The U.S. Equal Employment Opportunity Commission has found "reasonable cause" to believe that Hector Godinez, former executive assistant to the city administrator, was the victim of racial or ethnic slurs.

Godinez, who lost his job during a budget cutback last year, accused Bryant of subjecting him to racial slurs. Now he "just wants his job back and some compensation for what he suffered," Godinez's lawyer said last week.

But City Atty. Arnold Glasman said Thursday that the federal commission found in a separate determination that Godinez lost his job because of budget cutbacks, not discrimination. Therefore, Glasman said, he does not believe that Godinez can get his job back.

Glasman said the city and Godinez have been invited by the commission to begin negotiations to settle the complaint on racial remarks, but he does not know what the city will be asked to do. Glasman said the remarks were entirely the responsibility of Bryant, who no longer has any connection with city government.

Robert Olmos, regional attorney for the commission, said the agency does not discuss specific cases unless they reach court, but typical remedies for violations include reinstatement and back pay.

Godinez, 40, who now works as a teacher in Santa Ana, lost his $52,000-a-year job after nine months of employment. Shortly before leaving the city, he filed the complaint with the U.S. Equal Employment Opportunity Commission.

Bryant denied the charges, contending that he never talked to Godinez at City Hall because he felt that the city administrator had hired him without council authorization.

"I never even said good morning to him," Bryant said. "He wasn't in my world. He was an empty space."

Bryant said he was never contacted by anyone from the commission during its investigation of Godinez's complaint. "Nobody ever interviewed me at all," he said.

When he filed the complaint, Godinez would not discuss details of the alleged racial slurs. Interviewed last week, he again declined to elaborate, but he said Bryant made comments about him to others.

His attorney, Wilson Hart, alleged that Bryant not only made racial comments, but engineered his client's ouster by persuading the council to eliminate his job.

Dorothy J. Porter, director of the federal commission's Los Angeles district office, issued findings on Sept. 11 that did not mention Bryant by name. But the report said the evidence indicates that a councilman made racial slurs against both Godinez and a fellow councilman.

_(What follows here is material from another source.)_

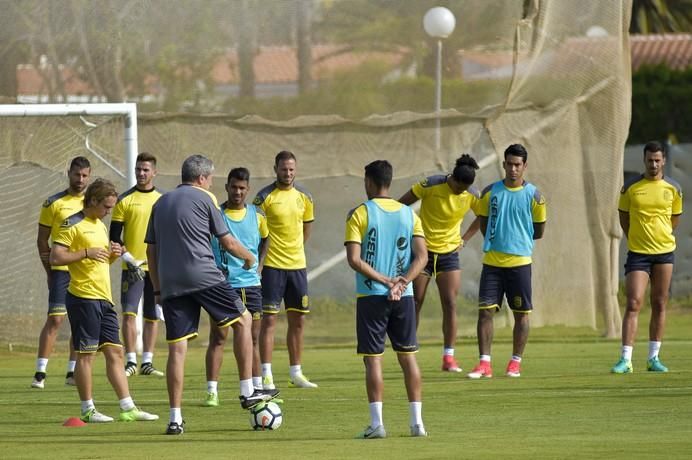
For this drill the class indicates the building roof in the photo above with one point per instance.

"The fact that the councilman made ethnic slurs to high-level officials is strong evidence that the purpose or effect of these comments was to create a hostile working environment," Porter wrote.

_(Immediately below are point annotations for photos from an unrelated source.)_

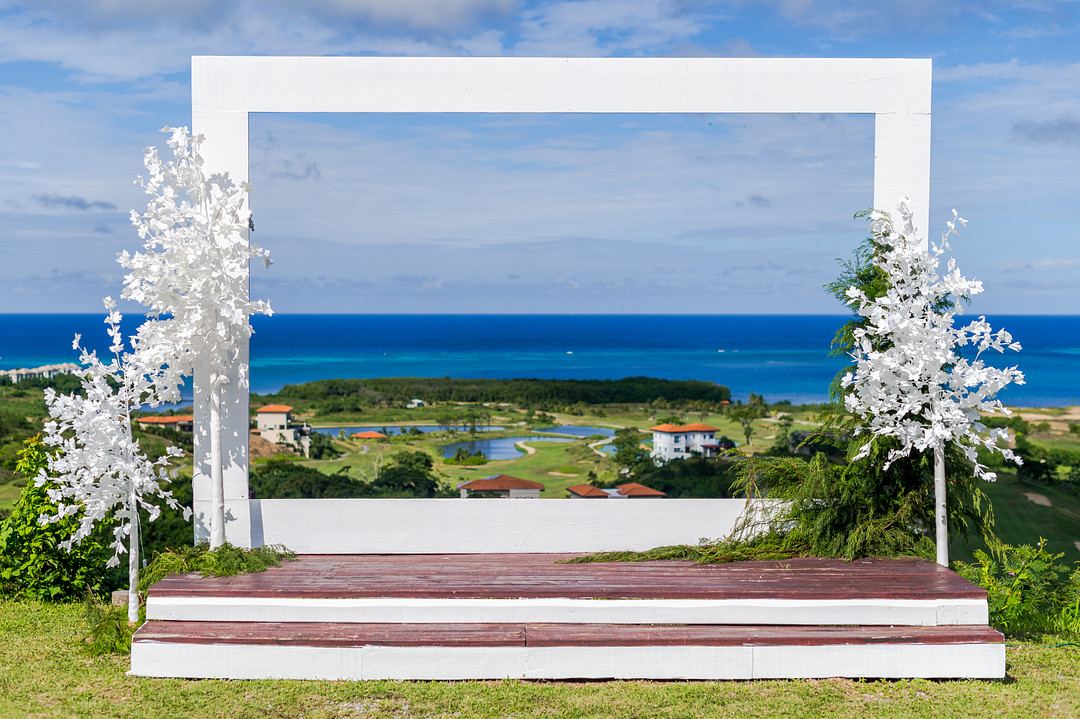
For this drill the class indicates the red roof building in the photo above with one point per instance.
(682, 441)
(501, 485)
(180, 422)
(586, 491)
(634, 490)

Her findings apparently referred to charges by Councilman Tomas Ursua that Bryant called him a "Chicano gang member." Bryant has acknowledged the remark, but has said that he intended no slur, contending that Ursua calls himself a Chicano and was allied with a political "gang."

In notifying the city and Godinez of the findings, Porter said that under federal law the commission must try to resolve discrimination charges through conciliation and persuasion.